Entragues paused in his work and reflected: "We are almost in accord, yes, for if I detest to lull myself in joy and in the contentment of my heart, it is not through a desired and coddled impotence. I do not disdain life, I have never disowned its pleasures. It is neither bad nor good, it is indifferent, it is the conditional state of dreams, and that is all. To demand of life a little happiness is to give too much importance to the mechanism of the senses and to make oneself conform with corporeal invitations and with the rules of matter, whereas the will should aim towards emancipation.
"But I know the perils of asceticism and its infamies; and were I happy, I would experience astonishment rather than shame. I have never believed that this was written in my destiny. This attitude is proper, for I cannot, like a fool, believe that "this was due me," and despite some gleams of Christian humility, my pride is so superb that I cannot for any length of time admit the frailty of my merits. No person, doubtless, was ever worthy of happiness; but unless I am a Pharisee, I should not deem myself below average humanity: such a posture of kneeling would partake of weakness and cowardice. It is permitted me, without any disturbing in the order of my essential idealism, to moisten my lips from the cup which this charming woman offers me; then I shall make her drink it; then, emboldened, we shall quench our thirsts together, inhaling, like harvesters leaning over the clear spring, the delights of cooling refreshments.
"I leave to Solange his shame; he is a madman whose crippled understanding is blind to this idea: that only those who suffer from the refinements of their sensitiveness are permitted to toy ironically with the cankers that life is soiled with, and not those who delight in breathing, without disgust, the sordid purulence."
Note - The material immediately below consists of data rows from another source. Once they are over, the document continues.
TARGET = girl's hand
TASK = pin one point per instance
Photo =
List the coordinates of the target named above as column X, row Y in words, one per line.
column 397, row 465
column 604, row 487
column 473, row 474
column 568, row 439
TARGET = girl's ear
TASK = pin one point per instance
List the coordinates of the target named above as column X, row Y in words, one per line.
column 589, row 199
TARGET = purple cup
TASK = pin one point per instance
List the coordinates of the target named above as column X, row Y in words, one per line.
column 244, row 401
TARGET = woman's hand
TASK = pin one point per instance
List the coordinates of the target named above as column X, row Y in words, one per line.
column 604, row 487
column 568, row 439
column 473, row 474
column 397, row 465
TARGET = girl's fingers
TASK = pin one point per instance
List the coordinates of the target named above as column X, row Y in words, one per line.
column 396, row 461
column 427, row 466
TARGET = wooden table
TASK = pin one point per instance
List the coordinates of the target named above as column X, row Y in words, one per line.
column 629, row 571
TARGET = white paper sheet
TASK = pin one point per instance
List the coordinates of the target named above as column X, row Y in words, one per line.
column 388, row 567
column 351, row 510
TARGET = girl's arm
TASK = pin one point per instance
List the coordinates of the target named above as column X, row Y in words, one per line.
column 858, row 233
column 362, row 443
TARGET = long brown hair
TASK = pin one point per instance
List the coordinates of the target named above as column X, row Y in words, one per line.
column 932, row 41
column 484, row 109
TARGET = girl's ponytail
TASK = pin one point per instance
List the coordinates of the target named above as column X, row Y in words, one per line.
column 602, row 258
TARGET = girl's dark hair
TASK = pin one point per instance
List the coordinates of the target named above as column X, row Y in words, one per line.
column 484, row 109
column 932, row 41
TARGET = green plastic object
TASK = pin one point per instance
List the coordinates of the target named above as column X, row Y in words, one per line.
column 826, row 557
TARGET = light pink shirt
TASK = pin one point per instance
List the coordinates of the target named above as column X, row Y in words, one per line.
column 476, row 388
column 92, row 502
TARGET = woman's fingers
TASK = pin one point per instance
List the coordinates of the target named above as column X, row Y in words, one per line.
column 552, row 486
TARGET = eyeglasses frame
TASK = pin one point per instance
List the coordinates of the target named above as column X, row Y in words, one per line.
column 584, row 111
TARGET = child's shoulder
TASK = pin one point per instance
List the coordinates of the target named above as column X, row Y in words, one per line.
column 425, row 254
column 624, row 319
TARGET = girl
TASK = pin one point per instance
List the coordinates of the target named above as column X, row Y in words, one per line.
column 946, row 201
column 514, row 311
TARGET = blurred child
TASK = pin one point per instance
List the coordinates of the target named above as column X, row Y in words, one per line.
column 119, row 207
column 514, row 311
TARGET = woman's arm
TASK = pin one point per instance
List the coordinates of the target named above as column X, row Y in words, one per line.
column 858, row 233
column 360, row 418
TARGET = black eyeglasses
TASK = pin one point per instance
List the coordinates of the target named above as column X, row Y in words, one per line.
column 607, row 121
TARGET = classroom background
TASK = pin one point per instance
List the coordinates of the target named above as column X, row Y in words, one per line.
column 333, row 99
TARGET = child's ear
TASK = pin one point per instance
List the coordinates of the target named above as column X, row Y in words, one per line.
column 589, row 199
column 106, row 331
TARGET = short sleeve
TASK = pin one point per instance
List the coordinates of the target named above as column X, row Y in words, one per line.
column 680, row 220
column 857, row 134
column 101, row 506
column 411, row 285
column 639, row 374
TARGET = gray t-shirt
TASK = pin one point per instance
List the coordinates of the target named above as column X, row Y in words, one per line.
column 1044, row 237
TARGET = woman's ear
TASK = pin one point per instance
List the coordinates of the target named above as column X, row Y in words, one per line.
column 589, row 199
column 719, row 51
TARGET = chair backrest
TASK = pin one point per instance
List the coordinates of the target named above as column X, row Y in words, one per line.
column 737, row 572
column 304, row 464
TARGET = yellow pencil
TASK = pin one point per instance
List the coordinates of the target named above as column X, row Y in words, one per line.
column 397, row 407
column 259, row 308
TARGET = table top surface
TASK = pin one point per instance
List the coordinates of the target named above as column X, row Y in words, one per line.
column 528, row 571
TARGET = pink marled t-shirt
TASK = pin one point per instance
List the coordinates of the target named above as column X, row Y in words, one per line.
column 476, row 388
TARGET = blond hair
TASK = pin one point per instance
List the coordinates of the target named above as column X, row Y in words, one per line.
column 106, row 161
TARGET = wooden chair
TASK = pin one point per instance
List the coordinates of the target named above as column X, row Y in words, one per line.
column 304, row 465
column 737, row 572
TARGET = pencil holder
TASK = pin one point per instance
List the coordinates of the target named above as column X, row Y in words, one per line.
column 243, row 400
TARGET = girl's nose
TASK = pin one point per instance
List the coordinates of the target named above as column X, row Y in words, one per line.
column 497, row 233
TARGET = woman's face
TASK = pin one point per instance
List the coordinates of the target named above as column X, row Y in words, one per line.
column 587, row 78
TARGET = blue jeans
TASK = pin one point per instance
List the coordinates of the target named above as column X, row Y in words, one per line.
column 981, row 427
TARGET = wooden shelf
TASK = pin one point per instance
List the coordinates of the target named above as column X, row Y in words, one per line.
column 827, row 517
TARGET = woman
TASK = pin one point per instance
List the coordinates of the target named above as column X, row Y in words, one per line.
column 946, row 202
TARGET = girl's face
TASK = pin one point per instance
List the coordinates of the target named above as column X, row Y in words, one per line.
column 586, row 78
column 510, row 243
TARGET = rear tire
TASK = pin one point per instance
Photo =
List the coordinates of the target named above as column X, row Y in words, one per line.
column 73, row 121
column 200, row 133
He continued to muse, without writing:
"Solange is a rather good fellow although a little uncultured, with coarse clothes and ugly shoes. At a marriage which he was obliged to attend, he met a young girl who fell in love with him, discreetly and with reserve, but seriously. She watched him, blushing under his glance in quest of defects; she lowered her eyes. When she passed near him she felt a strange fear come over her—the fear of being arrested by his arm and the fear of a banal bow. Naturally the young girl's mother introduced Solange to her; he was asked some favor, a very skillful maternal snare, since he would have to bring the information in a short while. He came, he returned, ever drawn by adroit combinations; finally, he returned for his own pleasure and found himself enmeshed before he had time to reflect. Besides, he thought of nothing, he let himself go, conquered and captive.
"They were married. Their moderate fortunes joined together became, in the hands of the intelligent young woman, a source of honest and almost luxurious comfort. Their apartment was large, light and sunny, the food carefully chosen; and instead of looking forward to the ennui of a lonely single bed, he enjoyed the constant presence of a beloved being who tinted with rose and blue the hours formerly gloomy with lonely awakenings.
"He no longer had time to scorn men or to relish their low greediness; pleasure of love, enjoyed in full naïveté, evoked no lewd images in his desires, no horror of self or of others; what others?
"In fine, he was happy!
"Happy! He! He the stubborn pessimist, he whose aversion to every ideal had astonished the most impotent! Happy! what a shame! He plunged to the depths of the abyss in which this adventure had overwhelmed his principles; he brought them back one by one; ah! they were rotting; all was ended and with them all joy of living—for he had just understood how much the wretchedness of a mediocre existence, how much the sentiment of the universal dunghill, was necessary to his happiness!"